Monday, June 21, 2004

My Life a "Messy Pastiche"

For the straight dope on Clinton's memoir, you'll want to read Michiko Kakutani's New York Times review of the 950-plus page tome. She's not nearly as dazzled as some:
In many ways, the book is a mirror of Mr. Clinton's presidency: lack of discipline leading to squandered opportunities; high expectations, undermined by self-indulgence and scattered concentration. This memoir underscores many strengths of Mr. Clinton's eight years in the White House and his understanding that he was governing during a transitional and highly polarized period.
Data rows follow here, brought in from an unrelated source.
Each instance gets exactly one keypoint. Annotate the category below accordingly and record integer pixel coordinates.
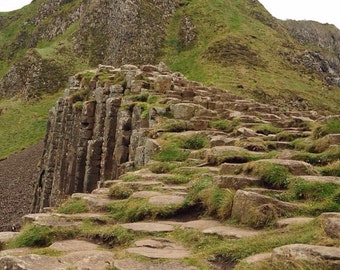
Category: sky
(324, 11)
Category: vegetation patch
(271, 175)
(195, 142)
(172, 153)
(120, 192)
(267, 129)
(319, 159)
(232, 50)
(41, 236)
(225, 125)
(331, 169)
(332, 126)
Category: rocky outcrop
(326, 60)
(108, 121)
(101, 127)
(111, 32)
(31, 76)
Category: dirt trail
(17, 175)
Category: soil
(17, 176)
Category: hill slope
(236, 45)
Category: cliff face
(90, 141)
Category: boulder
(231, 232)
(88, 259)
(331, 225)
(166, 200)
(295, 167)
(7, 236)
(295, 220)
(150, 227)
(129, 264)
(31, 262)
(185, 111)
(311, 254)
(258, 210)
(235, 181)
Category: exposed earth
(17, 175)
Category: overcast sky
(325, 11)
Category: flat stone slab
(89, 259)
(15, 252)
(201, 224)
(166, 200)
(50, 220)
(136, 185)
(231, 232)
(32, 262)
(258, 258)
(308, 253)
(148, 227)
(323, 179)
(95, 202)
(101, 191)
(7, 236)
(331, 226)
(295, 167)
(295, 220)
(145, 194)
(235, 181)
(73, 245)
(159, 248)
(130, 264)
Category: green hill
(235, 45)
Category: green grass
(73, 206)
(258, 61)
(134, 210)
(23, 124)
(271, 175)
(40, 236)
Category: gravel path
(17, 176)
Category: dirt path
(17, 175)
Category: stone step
(95, 202)
(231, 232)
(5, 237)
(322, 179)
(230, 168)
(131, 264)
(281, 223)
(159, 248)
(276, 145)
(295, 167)
(149, 227)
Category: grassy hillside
(240, 47)
(23, 124)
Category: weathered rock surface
(257, 209)
(148, 227)
(295, 220)
(31, 262)
(129, 264)
(308, 253)
(7, 236)
(231, 232)
(89, 259)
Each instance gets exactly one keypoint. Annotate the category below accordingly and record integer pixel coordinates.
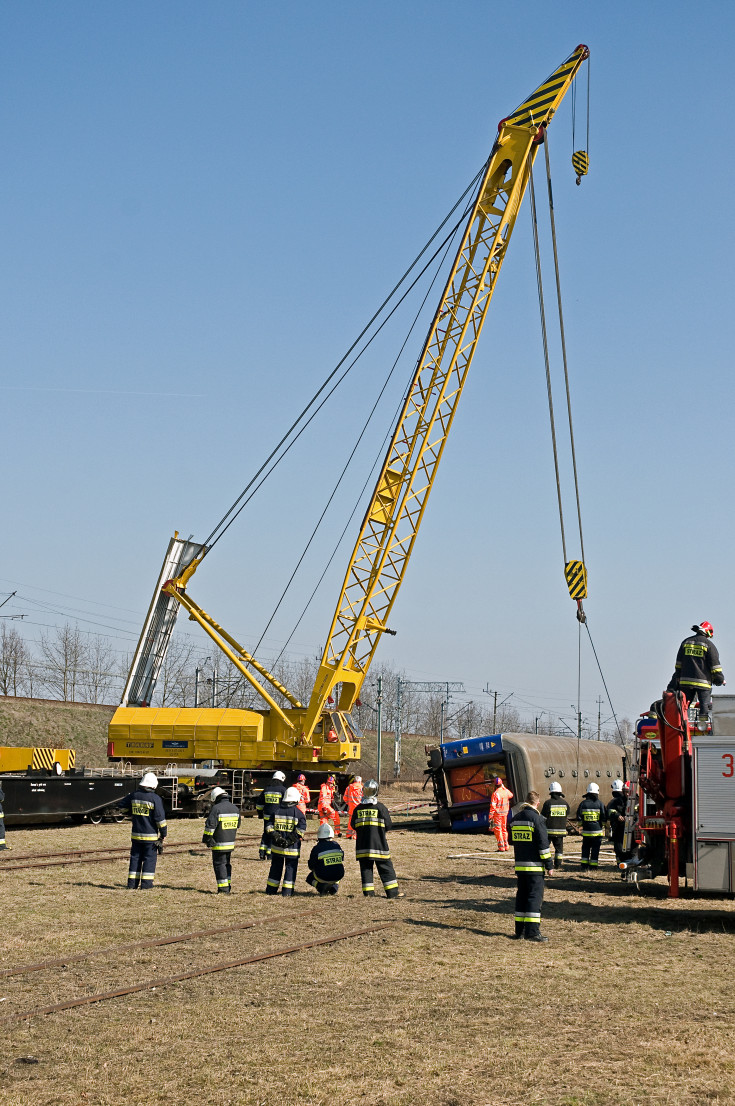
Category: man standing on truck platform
(148, 833)
(591, 815)
(533, 856)
(555, 813)
(697, 667)
(500, 805)
(220, 832)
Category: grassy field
(630, 1002)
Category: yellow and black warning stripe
(575, 574)
(536, 107)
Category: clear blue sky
(202, 204)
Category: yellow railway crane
(314, 734)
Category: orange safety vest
(326, 795)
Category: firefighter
(533, 856)
(697, 667)
(353, 796)
(616, 813)
(3, 844)
(370, 821)
(500, 805)
(266, 805)
(555, 813)
(286, 832)
(303, 790)
(220, 832)
(326, 863)
(148, 832)
(592, 816)
(326, 804)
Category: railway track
(168, 980)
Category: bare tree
(64, 656)
(98, 677)
(13, 654)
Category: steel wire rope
(223, 524)
(564, 342)
(207, 546)
(354, 450)
(539, 287)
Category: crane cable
(579, 573)
(241, 501)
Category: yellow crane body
(317, 734)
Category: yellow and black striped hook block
(575, 573)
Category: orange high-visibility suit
(500, 805)
(305, 796)
(325, 807)
(353, 796)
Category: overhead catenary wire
(234, 510)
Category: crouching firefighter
(266, 805)
(220, 832)
(370, 821)
(326, 862)
(533, 856)
(148, 832)
(286, 832)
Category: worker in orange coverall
(500, 805)
(302, 788)
(325, 806)
(353, 796)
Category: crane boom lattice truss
(394, 517)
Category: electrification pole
(379, 722)
(397, 749)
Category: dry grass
(631, 1001)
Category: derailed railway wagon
(462, 772)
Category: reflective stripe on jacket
(148, 815)
(529, 840)
(221, 825)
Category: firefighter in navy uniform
(3, 844)
(266, 805)
(148, 832)
(697, 667)
(533, 856)
(220, 832)
(591, 816)
(326, 863)
(555, 813)
(616, 813)
(370, 821)
(286, 832)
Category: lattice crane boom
(392, 519)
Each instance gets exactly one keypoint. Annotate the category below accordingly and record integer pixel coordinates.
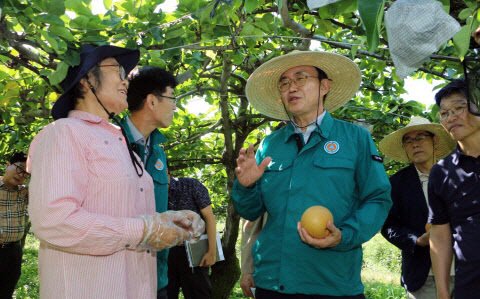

But the very lack of focus and order that mars these pages also prevented him from summoning his energies in a sustained manner to bring his insights about the growing terror threat and an Israeli-Palestinian settlement to fruition.
She notes that "the seeds of his adult self can be glimpsed in an autobiographical essay he wrote in high school: 'I am a living paradox — deeply religious, yet not as convinced of my exact beliefs as I ought to be; wanting responsibility yet shirking it; loving the truth but often times giving way to falsity.'"

Finally, she points out that the book already seems something of an artifact:
Lies about sex and real estate, partisan rancor over "character issues" (not over weapons of mass destruction or pre-emptive war), psychobabble mea culpas, and tabloid wrangles over stained dresses all seem like pressing matters from another galaxy, far, far away.
So true. Has it really only been four years?